Llevados por el deseo (2004)

Closer  no es una película fácil de ver. Es dura, violenta, agotadora. Es imposible no salir del teatro profundamente conmovido, sacudido por la inclemencia de los diálogos, confundido por la sutil rudeza de las imágenes. Ni Marber, a través de un guión brillantemente construido, ni Nichols, en su manera brutal de narrar la historia, nos previenen siquiera por un segundo de la crudeza que está por venir. Porque Closer, como toda buena película, consigue, a través de una puesta en escena cuidadosa, que deja de lado toda pretensión de erigirse en discurso universal –la historia es la historia de cuatro personajes concretos, no un tratado sobre lo difícil que son las relaciones de pareja– hacernos vivir en carne propia el dolor que representa.

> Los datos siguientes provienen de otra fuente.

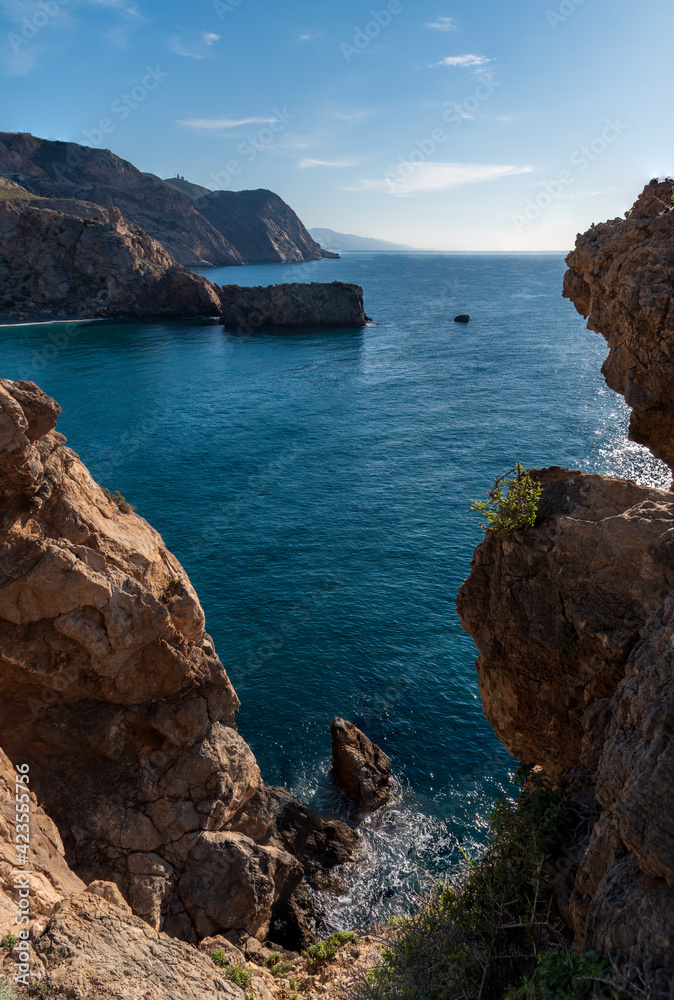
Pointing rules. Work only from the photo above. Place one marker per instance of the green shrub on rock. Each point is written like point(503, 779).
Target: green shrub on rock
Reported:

Es cierto que a veces el cinismo parece exagerado, que los diálogos son demasiado elaborados y los personajes excesivamente astutos para las circunstancias. Pero también es cierto que nada de esto importa, porque lo verosímil, en esta película, más allá de las palabras, se aloja en los gestos, en las emociones, en las acciones que, como un rompecabezas, van adquiriendo sentido en la medida en que las fichas van siendo destapadas ante nuestros ojos.

Nichols se acerca, por medio de esta última entrega, a las películas de sus mejores años. La teatralidad de la puesta en escena, encarnada, sobre todo, en los diálogos entre los personajes –no hay que olvidar que el guión es una adaptación del libreto para teatro– nos recuerda los mejores momentos entre Elizabeth Taylor y Richard Burton en Whose afraid of Virginia Woolf (1966). Las imágenes, cuidadosas y cargadas de símbolos, reviven los encuadres geniales de El graduado (1967). Y los protagonistas, sus mundos internos, sus obsesiones, nos trasladan nuevamente a los escenarios de Carnal Knowledge (1971). Como en todas estas películas, Closer recorre también la suerte dolorosa de sus personajes, los acompaña en ese difícil proceso de la pérdida de la inocencia, en el que se descubre que el engaño es siempre el mejor método para conservar lo que se quiere, aunque esto implique, claro, perderlo a la vez para siempre. No hay redención ni perdón posibles, toda reconciliación está perdida: el pecado, una vez cometido, se lleva siempre consigo, bajo la piel.

Mejor escena: las escenas mejor logradas se llevan a cabo entre Natalie Portman y Clive Owen. No es de extrañar que ambos hayan conseguido la nominación al Óscar. Lo peor: salir del teatro con la sensación de que hará falta vérsela una vez más para entenderla. Vale la pena: la inteligencia con la que cada detalle es introducido, la simbología representada por la profesión de cada uno de los protagonistas, la sugerencia, en los personajes de Anna y Alice, de que la mujeres son siempre extranjeras en el mundo de los hombres. No hay que dejar de mencionar aquí, además, la canción con la que abre la película: "The blower’s daughter" de Damen Rice. Véala si: puede soportar una película que, en lugar de redimirlo de los demonios, logre recordárselos uno por uno.